According to insiders who probably regret speaking up, the production line for these futuristic butlers is moving slower than a dial-up internet connection. 'We were promised Jetsons, and we got Flintstones,' lamented one unnamed employee, who was last seen weeping into a circuit board.

But fear not, for Tesla has a perfectly reasonable explanation for the delay. 'Building robots is hard,' said a spokesperson, before hastily adding, 'Especially when you're also trying to colonize Mars and reinvent the wheel with Cybertruck.' Critics, however, argue that maybe, just maybe, focusing on one impossible task at a time might be a better strategy.
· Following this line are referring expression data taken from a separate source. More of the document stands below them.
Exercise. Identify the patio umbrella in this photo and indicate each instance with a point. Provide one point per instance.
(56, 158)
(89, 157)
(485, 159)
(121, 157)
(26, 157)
In related news, the few Optimus bots that have rolled off the production line are reportedly excelling at their primary function: standing in the corner and looking menacing.

  • 'It's great at fetching my coffee,' said one tester, 'if by fetching you mean staring at it until it gets cold.'
  • 'It's a fantastic listener,' added another, 'as long as you don't mind that it doesn't understand a word you're saying.'

Meanwhile, competitors in the humanoid robot space are reportedly 'not losing any sleep' over Tesla's progress. 'It's adorable, really,' said a rival CEO, patting a fully functional robot on its head. 'They're trying so hard.'

As for the rest of us, we'll just have to wait patiently for our robot overlords. Or, you know, learn to do things for ourselves again. The horror.